子供+大人=恋?の方程式



「なあ、静香。

いつまで、そうしているつもりだ?」


「―――いつまでも…。

圭史が、あたしの元に帰ってきてくれるまで………」


「あたしの元って……。

そもそも、俺たちは付き合ってなんてなかっただろうが………」


「・・・・・・」





 何も答えない静香さん。


 そして、静香さんは、ツ…と圭くんから離れた。


 離れてから、ジッと圭くんのことを見つめる静香さん。


「圭史…。

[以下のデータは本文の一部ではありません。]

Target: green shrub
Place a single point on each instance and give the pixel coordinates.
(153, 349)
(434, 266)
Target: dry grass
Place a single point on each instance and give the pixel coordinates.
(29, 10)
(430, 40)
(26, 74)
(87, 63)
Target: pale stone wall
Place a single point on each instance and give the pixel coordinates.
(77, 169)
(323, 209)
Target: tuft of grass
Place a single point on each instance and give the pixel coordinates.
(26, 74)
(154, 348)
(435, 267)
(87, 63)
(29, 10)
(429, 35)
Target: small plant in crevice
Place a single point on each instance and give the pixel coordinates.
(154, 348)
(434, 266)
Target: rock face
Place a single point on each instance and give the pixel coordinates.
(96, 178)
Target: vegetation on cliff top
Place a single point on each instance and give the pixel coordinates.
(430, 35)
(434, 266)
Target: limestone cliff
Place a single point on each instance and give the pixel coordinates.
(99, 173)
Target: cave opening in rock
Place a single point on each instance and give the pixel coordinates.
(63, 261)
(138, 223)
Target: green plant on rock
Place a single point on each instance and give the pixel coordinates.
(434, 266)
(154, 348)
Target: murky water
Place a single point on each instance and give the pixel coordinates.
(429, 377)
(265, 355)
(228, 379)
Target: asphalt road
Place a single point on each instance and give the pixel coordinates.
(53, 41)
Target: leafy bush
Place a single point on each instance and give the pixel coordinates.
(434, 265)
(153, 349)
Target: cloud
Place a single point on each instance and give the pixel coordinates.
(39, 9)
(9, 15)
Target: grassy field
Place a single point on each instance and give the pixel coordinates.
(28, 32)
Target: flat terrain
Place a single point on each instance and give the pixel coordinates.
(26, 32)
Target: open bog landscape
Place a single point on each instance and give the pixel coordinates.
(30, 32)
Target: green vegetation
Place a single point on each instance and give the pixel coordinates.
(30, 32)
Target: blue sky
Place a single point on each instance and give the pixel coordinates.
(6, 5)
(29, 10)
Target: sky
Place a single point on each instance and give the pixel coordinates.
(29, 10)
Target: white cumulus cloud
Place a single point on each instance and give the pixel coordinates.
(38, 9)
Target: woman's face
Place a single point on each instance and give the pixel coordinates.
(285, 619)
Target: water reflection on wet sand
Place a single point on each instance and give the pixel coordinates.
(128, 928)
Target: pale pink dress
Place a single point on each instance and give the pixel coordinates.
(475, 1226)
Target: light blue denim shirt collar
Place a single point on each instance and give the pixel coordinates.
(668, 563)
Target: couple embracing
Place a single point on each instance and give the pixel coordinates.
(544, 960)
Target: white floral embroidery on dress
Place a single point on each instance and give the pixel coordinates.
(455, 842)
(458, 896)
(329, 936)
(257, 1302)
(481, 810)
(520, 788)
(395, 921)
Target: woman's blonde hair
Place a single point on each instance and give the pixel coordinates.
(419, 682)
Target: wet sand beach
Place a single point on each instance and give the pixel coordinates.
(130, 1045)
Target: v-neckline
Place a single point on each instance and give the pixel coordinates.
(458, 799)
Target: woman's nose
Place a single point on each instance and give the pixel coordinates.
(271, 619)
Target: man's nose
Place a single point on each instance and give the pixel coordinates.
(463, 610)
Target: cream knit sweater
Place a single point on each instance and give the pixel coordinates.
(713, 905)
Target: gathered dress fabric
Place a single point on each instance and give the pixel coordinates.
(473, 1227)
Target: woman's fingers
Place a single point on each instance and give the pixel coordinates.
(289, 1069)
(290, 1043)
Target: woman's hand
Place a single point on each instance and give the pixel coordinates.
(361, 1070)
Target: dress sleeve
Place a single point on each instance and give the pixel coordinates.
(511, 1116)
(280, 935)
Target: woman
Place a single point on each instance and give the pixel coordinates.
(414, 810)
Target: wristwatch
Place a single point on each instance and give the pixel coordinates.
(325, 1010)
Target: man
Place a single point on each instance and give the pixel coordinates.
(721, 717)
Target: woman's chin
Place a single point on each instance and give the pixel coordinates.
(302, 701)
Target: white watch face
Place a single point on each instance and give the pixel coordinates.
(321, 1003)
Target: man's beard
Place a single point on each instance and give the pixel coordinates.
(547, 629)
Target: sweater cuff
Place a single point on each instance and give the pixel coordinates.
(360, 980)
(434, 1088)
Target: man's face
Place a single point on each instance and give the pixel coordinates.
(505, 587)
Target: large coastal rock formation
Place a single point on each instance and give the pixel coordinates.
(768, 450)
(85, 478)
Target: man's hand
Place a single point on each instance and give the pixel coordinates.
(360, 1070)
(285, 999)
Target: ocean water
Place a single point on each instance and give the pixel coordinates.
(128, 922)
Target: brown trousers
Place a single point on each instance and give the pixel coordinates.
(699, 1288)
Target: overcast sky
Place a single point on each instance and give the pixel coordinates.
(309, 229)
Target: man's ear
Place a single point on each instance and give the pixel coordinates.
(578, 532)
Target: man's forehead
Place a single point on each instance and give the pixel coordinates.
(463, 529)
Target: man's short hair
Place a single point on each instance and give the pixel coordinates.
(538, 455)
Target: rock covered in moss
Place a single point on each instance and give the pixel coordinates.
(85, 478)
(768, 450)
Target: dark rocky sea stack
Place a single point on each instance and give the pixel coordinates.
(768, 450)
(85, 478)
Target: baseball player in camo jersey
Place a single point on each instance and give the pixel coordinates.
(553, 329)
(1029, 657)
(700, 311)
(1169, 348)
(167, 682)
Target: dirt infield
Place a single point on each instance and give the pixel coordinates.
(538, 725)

ねぇ、抱いて……」





 ・・・・・・。


「はぁ!?」





 眉間に皺を寄せる圭くん。


 だけど、離れた位置から見ていたあたしは、あまりにも驚きすぎて声を出すことさえできなかった。


「どこをどうなったら、そうなる?」





 うん。


 圭くんがそう聞きたくなる気持ちは、あたしにもすごくよくわかるよ。


 同意の意味も込めて、あたしも深く頷いた。


 だけど、静香さんは圭くんの言葉なんてまるっきり無視。


 それどころか―――…


「ねぇ、いつものように抱いてよ………」


「だから、静香………」


「抱いてくれないのなら、茅乃ちゃんがどうなっても知らないわよ?」





 逆にあたしを使って脅しにかかってきた。